Massacre de forêts à Deir el-Ahmar: les enjeux environnementaux
Samedi matin, le président du conseil municipal de Deir el-Ahmar, Latif Kozah, a lancé un appel aux Forces de sécurité intérieure (FSI) et aux ministères concernés pour protéger les arbres centenaires du village. Et ce à la suite de l’abattage la semaine dernière d’une centaine de chênes des forêts du village. «L’abattage a eu lieu dans une zone qui se situe à près de 6 kilomètres du village, dans une région qui n’est pas habitée et risquée, confie à Ici Beyrouth M. Kozah. Comme la police municipale n’a pas d’armes et étant en sous-effectifs, c’est aux FSI d’assurer la sécurité de la région. Le ministère de l’Agriculture doit aussi appliquer les lois en vigueur pour protéger les forêts». Il souligne en outre que la plus grande partie des terrains qui font l’objet de déboisement appartiennent à l’État et ne sont pas surveillés.

Or ces pratiques constituent une menace pour l’environnement. «C’est une déforestation morcelée ou en patch, essentiellement adoptée pour se chauffer, nous explique Rana el-Zein, spécialiste en écophysiologie et dynamique forestière. Le bois, coupé de façon anarchique, est également vendu. C’est un phénomène très grave aussi bien pour la biodiversité que pour les ressources forestières.»

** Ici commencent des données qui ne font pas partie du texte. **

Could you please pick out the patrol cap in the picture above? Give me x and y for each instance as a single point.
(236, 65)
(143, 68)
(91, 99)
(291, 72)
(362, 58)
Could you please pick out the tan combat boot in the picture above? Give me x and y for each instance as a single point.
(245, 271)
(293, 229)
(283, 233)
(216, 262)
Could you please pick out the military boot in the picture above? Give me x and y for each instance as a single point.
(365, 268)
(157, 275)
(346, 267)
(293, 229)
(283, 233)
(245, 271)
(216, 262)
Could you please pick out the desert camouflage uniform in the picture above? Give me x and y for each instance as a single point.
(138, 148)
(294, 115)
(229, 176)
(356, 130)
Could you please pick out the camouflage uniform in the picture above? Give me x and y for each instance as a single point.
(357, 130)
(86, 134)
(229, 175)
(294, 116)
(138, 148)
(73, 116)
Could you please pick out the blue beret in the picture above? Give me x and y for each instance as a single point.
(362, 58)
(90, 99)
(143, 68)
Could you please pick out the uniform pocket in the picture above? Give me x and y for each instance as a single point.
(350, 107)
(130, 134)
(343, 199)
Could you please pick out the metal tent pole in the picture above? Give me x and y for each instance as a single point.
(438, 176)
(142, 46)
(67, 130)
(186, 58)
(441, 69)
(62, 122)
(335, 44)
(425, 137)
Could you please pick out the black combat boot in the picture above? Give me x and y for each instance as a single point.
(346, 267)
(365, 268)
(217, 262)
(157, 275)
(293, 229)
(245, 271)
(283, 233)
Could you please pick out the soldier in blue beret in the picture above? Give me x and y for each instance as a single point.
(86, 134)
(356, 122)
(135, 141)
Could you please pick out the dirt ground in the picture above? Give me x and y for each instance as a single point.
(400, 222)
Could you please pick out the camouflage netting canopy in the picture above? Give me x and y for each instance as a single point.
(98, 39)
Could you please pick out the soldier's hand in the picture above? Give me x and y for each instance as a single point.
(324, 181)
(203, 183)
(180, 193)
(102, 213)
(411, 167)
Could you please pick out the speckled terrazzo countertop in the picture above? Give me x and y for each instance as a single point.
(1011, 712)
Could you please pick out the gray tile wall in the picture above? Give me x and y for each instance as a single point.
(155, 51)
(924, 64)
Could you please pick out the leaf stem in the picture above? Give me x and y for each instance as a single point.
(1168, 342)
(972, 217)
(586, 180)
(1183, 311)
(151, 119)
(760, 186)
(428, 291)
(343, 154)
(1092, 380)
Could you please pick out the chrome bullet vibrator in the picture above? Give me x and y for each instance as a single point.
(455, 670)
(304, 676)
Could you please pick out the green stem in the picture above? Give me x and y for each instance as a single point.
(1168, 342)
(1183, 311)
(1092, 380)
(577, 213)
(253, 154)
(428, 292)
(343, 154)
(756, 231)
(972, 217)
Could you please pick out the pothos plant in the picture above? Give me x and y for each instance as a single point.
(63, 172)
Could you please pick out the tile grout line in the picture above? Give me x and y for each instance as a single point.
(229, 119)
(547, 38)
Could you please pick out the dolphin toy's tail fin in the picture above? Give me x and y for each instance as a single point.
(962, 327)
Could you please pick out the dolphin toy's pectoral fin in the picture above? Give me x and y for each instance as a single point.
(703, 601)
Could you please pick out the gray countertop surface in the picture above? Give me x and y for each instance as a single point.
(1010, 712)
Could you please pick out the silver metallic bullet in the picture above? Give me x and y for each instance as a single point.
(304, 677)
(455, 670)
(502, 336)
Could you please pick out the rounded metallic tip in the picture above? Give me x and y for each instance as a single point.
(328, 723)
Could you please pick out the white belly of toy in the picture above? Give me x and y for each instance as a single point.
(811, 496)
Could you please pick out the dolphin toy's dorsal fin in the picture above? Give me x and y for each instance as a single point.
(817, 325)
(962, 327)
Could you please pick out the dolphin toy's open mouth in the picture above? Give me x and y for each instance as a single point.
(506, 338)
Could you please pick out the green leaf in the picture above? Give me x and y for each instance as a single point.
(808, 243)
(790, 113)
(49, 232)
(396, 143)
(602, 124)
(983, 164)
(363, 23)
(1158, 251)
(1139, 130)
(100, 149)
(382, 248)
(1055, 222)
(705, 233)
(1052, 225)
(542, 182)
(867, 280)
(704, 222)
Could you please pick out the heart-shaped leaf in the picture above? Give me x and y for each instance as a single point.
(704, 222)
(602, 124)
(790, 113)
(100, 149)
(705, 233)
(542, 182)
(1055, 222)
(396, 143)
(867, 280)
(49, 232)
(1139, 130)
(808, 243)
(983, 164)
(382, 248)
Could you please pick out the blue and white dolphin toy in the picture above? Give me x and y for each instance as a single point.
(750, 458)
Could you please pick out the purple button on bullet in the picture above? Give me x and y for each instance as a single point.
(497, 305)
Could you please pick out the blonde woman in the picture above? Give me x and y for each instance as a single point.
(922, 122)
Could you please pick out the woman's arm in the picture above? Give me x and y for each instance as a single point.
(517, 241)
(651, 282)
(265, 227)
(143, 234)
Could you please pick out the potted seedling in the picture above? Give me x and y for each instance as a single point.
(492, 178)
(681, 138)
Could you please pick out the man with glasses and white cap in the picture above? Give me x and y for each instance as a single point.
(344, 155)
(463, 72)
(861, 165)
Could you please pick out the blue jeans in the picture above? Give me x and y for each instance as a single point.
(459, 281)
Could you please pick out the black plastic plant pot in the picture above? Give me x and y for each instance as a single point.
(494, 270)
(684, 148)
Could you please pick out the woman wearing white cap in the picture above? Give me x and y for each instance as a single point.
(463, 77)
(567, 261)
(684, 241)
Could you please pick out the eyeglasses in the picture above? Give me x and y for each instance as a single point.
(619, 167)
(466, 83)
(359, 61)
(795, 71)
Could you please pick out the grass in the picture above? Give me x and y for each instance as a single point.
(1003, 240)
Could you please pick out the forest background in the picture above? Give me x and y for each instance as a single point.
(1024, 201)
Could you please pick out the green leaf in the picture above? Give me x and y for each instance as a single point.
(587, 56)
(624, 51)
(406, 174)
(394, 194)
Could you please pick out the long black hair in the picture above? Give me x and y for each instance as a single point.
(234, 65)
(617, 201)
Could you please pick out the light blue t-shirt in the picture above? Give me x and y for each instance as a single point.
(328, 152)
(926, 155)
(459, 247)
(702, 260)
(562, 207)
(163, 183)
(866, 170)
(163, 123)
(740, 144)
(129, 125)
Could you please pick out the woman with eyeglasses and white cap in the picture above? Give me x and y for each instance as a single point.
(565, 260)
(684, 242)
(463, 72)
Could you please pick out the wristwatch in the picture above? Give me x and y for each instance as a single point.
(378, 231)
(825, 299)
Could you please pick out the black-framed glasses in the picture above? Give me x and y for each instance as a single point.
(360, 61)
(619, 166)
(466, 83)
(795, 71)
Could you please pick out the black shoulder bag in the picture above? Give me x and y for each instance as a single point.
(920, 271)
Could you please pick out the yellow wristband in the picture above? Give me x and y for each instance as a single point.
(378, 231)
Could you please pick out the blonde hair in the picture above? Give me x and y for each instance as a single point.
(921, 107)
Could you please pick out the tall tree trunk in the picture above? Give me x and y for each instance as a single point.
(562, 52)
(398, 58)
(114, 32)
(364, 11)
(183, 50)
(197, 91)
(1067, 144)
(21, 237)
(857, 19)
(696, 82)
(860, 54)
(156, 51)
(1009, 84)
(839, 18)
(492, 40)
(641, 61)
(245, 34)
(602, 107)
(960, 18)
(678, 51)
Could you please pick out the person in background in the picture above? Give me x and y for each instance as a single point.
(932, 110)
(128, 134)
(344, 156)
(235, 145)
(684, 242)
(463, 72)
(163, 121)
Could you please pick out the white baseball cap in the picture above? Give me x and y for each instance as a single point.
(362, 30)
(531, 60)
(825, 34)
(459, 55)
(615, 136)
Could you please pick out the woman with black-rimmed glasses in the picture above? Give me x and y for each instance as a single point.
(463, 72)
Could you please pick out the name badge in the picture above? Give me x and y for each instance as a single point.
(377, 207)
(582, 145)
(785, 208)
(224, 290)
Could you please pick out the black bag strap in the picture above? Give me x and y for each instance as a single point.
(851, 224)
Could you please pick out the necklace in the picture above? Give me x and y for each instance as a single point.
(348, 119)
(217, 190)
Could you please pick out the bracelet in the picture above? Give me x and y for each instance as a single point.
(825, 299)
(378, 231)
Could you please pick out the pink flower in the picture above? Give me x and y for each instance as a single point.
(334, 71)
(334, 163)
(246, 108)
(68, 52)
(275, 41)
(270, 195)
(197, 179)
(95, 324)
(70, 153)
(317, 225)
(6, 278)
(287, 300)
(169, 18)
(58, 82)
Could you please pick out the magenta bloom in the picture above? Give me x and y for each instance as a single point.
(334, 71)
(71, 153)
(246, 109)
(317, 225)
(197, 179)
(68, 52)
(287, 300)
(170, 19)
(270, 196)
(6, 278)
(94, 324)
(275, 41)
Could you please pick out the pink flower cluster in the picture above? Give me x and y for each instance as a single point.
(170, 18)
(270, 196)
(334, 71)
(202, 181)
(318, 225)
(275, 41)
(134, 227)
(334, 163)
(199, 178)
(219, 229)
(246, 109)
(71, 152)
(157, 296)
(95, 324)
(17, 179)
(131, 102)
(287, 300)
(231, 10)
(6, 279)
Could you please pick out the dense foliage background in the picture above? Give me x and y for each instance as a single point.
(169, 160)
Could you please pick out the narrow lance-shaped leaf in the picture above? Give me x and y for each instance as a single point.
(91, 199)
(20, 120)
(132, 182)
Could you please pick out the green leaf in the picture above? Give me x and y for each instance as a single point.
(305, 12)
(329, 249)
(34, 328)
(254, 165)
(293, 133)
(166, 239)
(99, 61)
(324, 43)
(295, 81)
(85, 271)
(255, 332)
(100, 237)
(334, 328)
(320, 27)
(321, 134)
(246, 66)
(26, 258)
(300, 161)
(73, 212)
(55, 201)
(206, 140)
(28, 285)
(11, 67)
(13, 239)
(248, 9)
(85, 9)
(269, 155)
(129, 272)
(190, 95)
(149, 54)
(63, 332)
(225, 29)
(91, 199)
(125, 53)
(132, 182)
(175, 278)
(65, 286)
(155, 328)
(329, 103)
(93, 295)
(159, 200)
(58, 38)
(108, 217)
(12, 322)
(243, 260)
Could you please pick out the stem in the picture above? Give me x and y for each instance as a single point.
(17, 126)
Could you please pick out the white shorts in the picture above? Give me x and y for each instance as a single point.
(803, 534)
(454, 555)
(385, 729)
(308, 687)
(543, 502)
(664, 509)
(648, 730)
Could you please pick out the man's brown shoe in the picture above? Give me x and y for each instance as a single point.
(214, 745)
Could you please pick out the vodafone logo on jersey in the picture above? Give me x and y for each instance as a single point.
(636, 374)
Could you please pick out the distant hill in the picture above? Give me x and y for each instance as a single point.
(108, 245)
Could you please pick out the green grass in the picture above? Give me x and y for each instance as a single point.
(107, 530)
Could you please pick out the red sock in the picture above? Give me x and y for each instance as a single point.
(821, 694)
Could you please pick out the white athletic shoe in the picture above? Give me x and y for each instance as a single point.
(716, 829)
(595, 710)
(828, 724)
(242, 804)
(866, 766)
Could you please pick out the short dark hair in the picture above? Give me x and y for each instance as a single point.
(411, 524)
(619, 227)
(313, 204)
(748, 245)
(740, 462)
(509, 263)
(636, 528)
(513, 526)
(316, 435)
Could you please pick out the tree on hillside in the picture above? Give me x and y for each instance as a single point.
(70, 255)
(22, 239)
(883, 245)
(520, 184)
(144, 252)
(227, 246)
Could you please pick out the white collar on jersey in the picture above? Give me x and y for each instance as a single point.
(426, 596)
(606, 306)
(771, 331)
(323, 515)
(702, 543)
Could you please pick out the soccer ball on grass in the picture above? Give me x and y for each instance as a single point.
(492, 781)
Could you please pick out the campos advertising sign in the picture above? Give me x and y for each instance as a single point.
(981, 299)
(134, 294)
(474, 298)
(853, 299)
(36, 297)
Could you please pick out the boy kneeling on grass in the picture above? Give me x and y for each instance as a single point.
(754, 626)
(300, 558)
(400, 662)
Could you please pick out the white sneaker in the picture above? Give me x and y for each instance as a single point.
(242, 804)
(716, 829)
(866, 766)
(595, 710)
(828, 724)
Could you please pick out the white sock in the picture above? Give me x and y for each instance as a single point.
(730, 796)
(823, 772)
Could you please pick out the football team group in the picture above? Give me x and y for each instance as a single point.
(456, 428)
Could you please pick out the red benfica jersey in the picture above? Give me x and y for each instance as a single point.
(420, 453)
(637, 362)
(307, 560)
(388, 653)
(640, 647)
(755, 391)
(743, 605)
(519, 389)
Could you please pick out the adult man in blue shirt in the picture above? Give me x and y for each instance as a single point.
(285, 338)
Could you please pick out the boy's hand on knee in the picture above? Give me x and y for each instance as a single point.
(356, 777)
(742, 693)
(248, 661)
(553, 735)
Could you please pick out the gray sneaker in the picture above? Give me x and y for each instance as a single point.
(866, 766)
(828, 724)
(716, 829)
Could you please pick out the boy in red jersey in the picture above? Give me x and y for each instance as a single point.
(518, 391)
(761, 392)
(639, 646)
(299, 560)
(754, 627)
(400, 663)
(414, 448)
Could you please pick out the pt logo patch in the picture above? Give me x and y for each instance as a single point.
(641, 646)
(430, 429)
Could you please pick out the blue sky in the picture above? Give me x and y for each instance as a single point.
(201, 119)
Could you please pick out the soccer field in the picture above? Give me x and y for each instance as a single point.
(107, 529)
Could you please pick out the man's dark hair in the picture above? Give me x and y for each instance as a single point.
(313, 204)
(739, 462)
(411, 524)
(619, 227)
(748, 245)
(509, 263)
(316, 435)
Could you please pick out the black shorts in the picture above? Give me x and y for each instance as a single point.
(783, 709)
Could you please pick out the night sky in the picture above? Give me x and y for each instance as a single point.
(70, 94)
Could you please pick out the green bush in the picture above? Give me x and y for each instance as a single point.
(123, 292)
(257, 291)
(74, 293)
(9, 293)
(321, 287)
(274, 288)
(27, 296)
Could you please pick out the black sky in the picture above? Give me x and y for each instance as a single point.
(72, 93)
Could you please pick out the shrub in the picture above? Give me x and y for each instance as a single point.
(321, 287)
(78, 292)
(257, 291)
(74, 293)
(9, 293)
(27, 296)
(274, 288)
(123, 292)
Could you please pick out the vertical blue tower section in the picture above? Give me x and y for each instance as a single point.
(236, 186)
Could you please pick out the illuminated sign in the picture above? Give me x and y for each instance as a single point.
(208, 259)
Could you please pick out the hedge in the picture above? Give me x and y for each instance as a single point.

Mme Zein explique à cet égard que «le fait d’abattre les arbres par morceaux n’est pas une pratique durable». «Si cette pratique persiste, il n’y aura plus d’arbres, met-elle en garde. Ce qui est mauvais sur les plans socio-économique et environnemental». Selon elle, exploiter les ressources forestières peut s’avérer bénéfique, à condition de le faire de manière scientifique et durable. Elle explique ainsi qu’au lieu d’abattre des centaines d’arbres dans un même endroit, «il est préférable d’élaguer les arbres ou de procéder à un éclaircissement des forêts en abattant les arbres les plus faibles, qui ont moins de chances de se développer».

Couper de manière scientifique


Des propos appuyés par Jean Stéphan, enseignant-chercheur en écologie et biodiversité à l’Université libanaise. «Couper de manière scientifique des angiospermes (arbres qui donnent des fruits, comme le chêne, l’érable…) les incitera à générer de nouvelles pousses, ce qui dans quelques dizaines d’années leur permettra de retrouver leur taille initiale, explique à Ici Beyrouth M. Stéphan. Dans le cas de la chênaie de Deir el-Ahmar, à titre d’exemple, il faut compter 25 ans pour qu’elle retrouve son état initial.» Or les arbres de cette chênaie ont été sauvagement abattus. «La souche de chêne contient plusieurs troncs, note-t-il. Pour la garder en vie, il faut préserver deux à trois troncs et couper le reste. Cela permet aussi d’assurer constamment à la forêt de nouvelles semences pour la rajeunir et la préserver aussi bien sur le plan génétique qu’écologique.»

Selon les experts, en prélevant les arbres, on risque de perdre les reliefs géologiques qui sont caractéristiques du Liban et de créer un risque d’érosion et de glissements de terrains. «Sur les pentes fortes, il ne faut pas trop réduire le couvert végétal pour ne pas affecter le ruissellement de l’eau, et induire par conséquent de forts glissements de terrains», poursuit M. Stéphan. De son côté, Rana el-Zein souligne que «cela peut aussi priver les populations locales de sources d’eau propre vitale à leur survie puisqu’un sol privé de racines et de plantes n’infiltre pas l’eau et donc ne régénère pas les nappes phréatiques».

Couper massivement des arbres provoque une perte de l’avantage socio-économique que présentent les produits non ligneux (qui ne contiennent pas de bois) de la forêt, comme les champignons, les plantes et les animaux. Tant Mme Zein que M. Stéphan dénoncent les lois forestières archaïques et mal appliquées au Liban qui «empêchent de respecter les recommandations des scientifiques, ce qui pousse les gens à l’excès».